Indirect GHG emissions
GHG emissions that are a consequence of the activities of an entity but occur at sources owned or controlled by another entity. Indirect emissions are Scope 2 GHG emissions and scope 3 GHG emissions combined.
Indirect greenhouse gas emissions refer to emissions triggered by a company's activities but do not occur directly on-site. They result from processes outside the direct influence of the company, such as at suppliers or during the use and disposal of products. These emissions are crucial for creating an accurate CO₂ balance, as they often make up the largest portion of a company's total greenhouse gas emissions.
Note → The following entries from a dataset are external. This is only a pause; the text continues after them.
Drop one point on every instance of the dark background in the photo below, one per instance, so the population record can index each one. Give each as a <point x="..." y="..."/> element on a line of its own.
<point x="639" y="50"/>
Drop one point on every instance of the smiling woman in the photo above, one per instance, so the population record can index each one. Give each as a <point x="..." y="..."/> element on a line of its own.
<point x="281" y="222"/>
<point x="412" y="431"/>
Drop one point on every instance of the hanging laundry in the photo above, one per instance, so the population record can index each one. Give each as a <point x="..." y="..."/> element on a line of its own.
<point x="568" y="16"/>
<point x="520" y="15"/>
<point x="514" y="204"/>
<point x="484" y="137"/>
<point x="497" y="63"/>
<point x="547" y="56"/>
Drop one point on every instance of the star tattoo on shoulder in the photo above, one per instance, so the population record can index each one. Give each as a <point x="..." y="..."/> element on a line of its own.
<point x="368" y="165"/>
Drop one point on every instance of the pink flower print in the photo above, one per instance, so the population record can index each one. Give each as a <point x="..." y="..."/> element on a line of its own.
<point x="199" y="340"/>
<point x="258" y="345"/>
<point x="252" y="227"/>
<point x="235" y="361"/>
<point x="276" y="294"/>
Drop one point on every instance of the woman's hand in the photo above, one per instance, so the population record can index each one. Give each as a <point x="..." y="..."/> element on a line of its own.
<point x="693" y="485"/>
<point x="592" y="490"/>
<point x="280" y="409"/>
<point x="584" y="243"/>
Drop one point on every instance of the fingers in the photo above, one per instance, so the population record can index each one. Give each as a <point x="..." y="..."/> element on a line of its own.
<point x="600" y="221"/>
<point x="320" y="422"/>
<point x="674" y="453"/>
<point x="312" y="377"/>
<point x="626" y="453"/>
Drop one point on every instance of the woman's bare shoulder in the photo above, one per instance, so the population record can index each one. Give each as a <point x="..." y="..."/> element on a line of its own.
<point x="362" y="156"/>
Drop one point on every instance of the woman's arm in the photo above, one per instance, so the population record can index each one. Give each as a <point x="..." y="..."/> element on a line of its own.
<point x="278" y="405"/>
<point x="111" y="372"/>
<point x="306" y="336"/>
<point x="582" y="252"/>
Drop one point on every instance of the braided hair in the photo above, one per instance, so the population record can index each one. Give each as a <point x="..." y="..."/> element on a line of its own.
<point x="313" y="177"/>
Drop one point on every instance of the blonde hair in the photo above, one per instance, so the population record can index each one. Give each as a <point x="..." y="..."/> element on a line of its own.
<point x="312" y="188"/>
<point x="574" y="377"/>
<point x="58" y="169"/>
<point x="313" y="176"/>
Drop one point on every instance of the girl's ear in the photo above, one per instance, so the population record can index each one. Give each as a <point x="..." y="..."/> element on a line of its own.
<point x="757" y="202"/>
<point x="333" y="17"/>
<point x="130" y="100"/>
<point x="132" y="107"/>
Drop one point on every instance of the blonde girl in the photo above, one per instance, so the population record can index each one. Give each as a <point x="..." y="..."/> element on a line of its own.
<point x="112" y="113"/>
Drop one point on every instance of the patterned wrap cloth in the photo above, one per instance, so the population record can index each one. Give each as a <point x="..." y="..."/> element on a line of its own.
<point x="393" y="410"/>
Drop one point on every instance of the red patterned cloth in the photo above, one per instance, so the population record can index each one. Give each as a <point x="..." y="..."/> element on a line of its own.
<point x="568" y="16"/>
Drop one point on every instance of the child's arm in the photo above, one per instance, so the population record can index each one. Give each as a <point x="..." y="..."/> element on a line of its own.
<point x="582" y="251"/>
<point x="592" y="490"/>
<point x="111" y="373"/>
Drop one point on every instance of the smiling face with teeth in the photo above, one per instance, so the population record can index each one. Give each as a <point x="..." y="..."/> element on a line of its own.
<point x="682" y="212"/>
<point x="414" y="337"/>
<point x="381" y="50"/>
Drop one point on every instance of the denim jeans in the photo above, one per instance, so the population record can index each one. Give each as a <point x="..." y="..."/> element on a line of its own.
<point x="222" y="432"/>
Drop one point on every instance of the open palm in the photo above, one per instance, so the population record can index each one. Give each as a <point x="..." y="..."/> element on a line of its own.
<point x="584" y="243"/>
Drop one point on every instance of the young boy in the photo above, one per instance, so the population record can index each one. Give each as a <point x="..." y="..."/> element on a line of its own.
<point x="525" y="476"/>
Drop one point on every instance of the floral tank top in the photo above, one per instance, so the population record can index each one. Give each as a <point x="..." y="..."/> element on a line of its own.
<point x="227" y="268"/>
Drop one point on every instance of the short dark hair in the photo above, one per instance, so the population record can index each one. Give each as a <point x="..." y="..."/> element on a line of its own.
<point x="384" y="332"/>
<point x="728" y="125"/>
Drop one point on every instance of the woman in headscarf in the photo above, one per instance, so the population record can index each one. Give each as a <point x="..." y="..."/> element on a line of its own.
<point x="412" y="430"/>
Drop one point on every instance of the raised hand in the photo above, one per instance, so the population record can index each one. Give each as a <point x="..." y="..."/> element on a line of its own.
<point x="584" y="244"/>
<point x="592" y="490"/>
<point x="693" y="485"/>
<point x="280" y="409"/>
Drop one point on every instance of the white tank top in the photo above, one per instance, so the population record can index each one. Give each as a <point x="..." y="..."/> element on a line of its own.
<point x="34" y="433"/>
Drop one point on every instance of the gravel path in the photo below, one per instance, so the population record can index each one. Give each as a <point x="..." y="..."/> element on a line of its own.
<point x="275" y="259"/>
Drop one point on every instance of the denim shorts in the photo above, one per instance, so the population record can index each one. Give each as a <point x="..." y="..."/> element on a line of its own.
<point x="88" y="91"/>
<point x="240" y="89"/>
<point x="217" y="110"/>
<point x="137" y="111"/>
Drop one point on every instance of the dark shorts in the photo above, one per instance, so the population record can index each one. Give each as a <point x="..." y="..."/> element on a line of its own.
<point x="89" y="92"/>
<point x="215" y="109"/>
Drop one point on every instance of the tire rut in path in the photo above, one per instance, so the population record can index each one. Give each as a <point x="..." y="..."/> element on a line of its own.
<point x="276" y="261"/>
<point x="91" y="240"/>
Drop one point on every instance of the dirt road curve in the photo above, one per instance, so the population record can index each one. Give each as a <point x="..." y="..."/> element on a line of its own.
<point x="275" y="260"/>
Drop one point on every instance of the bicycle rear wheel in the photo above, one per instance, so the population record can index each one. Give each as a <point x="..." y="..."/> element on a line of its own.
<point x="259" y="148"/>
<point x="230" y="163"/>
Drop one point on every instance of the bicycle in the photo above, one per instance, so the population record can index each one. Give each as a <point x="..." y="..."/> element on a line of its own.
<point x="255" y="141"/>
The Greenhouse Gas Protocol (GHG Protocol) categorizes indirect emissions into two main categories: Scope 2 and Scope 3. Scope 2 includes emissions from the consumption of purchased energy, while Scope 3 encompasses all other indirect emissions along the entire value chain. This includes both upstream processes like raw material extraction and transportation, as well as downstream activities like the use and disposal of products. Especially in the manufacturing industry, Scope 3 emissions are often the dominant sources in the overall CO₂ footprint.
Capturing and reducing indirect greenhouse gas emissions presents challenges for companies, particularly regarding data availability and transparency along global supply chains. To meet the requirements of regulatory frameworks such as the Corporate Sustainability Reporting Directive (CSRD), precise reporting is essential.
Ultimately, indirect greenhouse gas emissions are a fundamental element of modern sustainability strategies. Actively reducing these emissions requires close cooperation with suppliers and innovations in products and processes to make a significant contribution to global climate protection.